The clarity and expressivity of his renditions of twentieth century opera brought him to the attention of the Montréal Symphony Orchestra which engaged him to conduct concert performances of Alban Berg’s Wozzeck in 2002 for which he was cited with an OPUS Award for Best Concert of the Season by the Conseil Québécoise de la Musique. His immediate reengagement in 2003 conducting Roussel’s Bacchus et Ariane and Bluebeard’s Castle by Bartok, was accorded a second OPUS Award. During that season he also presented the world premiere performances of Richard Danielpour’s opera, Margaret Garner at the theatres of Detroit, Cincinnati and Philadelphia as well as Mark Adamo’s Lysistrata at the Houston Grand Opera. Parallel to these world premieres, he was invited to conduct a new production of Puccini’s Turandot at the National Opera and Ballet Theater of Lithuania.
Recent engagements include the Semper Oper Dresden (Henze: L’Upupa, Mussorgsky: Boris Godunov, Heggie: Dead Man Walking, Johann Strauss’ Die Fledermaus); Hamburg State Opera (Puccini: Turandot, Tosca) Göteborg (Tristan und Isolde); National Opera of Slovakia (Mussorgsky: Boris Godunov, Puccini: La bohème); concerts with the orchestras of Zagreb, Vilnius, Basel, Sao Paulo, Mexico City, Singapore, Málaga, Tirana, Oulu, Athens, Buenos Aires, Brasilia, Rio de Janeiro and the American Composers Orchestra at Carnegie Hall.
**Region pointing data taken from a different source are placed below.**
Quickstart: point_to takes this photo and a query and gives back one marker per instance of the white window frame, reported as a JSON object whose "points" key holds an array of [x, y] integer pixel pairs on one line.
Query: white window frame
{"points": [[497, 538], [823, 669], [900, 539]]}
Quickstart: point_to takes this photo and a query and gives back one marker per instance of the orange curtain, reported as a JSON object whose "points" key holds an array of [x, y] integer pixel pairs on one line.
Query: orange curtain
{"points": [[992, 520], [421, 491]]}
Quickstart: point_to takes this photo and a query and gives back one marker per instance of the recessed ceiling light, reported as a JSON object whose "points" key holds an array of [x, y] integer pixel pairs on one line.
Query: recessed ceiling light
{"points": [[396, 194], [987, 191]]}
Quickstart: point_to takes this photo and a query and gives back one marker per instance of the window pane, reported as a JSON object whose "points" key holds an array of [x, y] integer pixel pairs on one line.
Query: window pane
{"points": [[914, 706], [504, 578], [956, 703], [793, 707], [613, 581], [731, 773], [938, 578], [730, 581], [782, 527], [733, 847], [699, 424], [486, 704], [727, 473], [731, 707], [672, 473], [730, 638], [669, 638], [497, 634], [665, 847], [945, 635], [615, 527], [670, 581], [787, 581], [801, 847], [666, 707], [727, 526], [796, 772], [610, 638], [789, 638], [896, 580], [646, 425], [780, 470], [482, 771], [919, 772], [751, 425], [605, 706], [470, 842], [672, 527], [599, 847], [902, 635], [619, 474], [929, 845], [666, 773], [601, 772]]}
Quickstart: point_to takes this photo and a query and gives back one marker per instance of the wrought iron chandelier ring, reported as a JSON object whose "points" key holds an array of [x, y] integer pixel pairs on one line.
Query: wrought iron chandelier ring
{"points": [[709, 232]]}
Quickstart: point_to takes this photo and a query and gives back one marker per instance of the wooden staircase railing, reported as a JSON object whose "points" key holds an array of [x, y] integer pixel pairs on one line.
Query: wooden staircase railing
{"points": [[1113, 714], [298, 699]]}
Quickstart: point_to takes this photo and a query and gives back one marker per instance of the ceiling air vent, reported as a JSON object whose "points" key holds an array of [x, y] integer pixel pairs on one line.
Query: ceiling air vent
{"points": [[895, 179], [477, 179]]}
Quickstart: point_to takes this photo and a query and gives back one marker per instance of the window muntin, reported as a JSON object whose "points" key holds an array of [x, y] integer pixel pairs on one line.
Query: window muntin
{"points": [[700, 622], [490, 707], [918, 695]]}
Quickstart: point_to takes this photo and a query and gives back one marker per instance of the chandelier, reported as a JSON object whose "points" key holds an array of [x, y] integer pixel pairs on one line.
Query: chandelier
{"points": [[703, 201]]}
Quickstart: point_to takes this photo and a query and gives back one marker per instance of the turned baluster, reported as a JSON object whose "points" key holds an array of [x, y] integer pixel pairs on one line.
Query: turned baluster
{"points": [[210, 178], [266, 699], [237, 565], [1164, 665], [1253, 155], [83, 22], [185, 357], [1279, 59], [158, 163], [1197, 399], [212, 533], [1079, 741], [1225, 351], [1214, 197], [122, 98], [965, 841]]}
His tenure as Music Director of the National Symphony of Uruguay (SODRE) from 2012 to 2015 was praised for the dramatically improved caliber of orchestra playing and progressive programming. He maintains a long-standing collaboration with the orchestra of the Escuela Superior de Música Reína Sofía in Madrid, most recently in concerts at the Auditorio Nacional Madrid which were broadcast by Radio-Television España. In December of 2015, his premiere recording of Joseph Summer’s opera, The Tempest was released in the United States of America by Albany Records.
Born in Worcester, Massachusetts, he began study of the piano at age 5. A graduate of Worcester Academy, in 2009 he was recipient of the schools first “Cole Porter Award” for Artistic Achievement – Cole Porter also having graduated from Worcester Academy. Upon completion of studies in Composition with Richard Hoffmann at Oberlin Conservatory of Music while concurrently completing a degree in Biology at Oberlin College, he was awarded a full-scholarship as Teaching Fellow at Harvard University from which he holds a PhD in Composition. A grant from the DAAD (German Academic Exchange Service) afforded him further composition studies with Isang Yun and conducting studies Hans Martin Rabenstein in Berlin in 1977. An accomplished pianist, he thereafter assumed his positions at the Graz Opera and Vienna State Opera which remain for him important years of preparation for his later work as conductor.
Stefan Lano’s Sinfonie N° 3 was premiered in 2004 by the Lithuanian National Philharmonic with the composer conducting. His Sinfonie N° 1 (1975), was cited with a BMI Award in Composition in and a Rockefeller Foundation Grant for its first performance at the Newport Music Festival. Antal Dorati also chose this work for First Prize of the National Society of Arts and Letters “Firestone Award” in Composition in Washington DC.
Having recently completed his Sieben Rilke-Lieder for soprano and orchestra, he is currently composing his Sinfonie N° 4.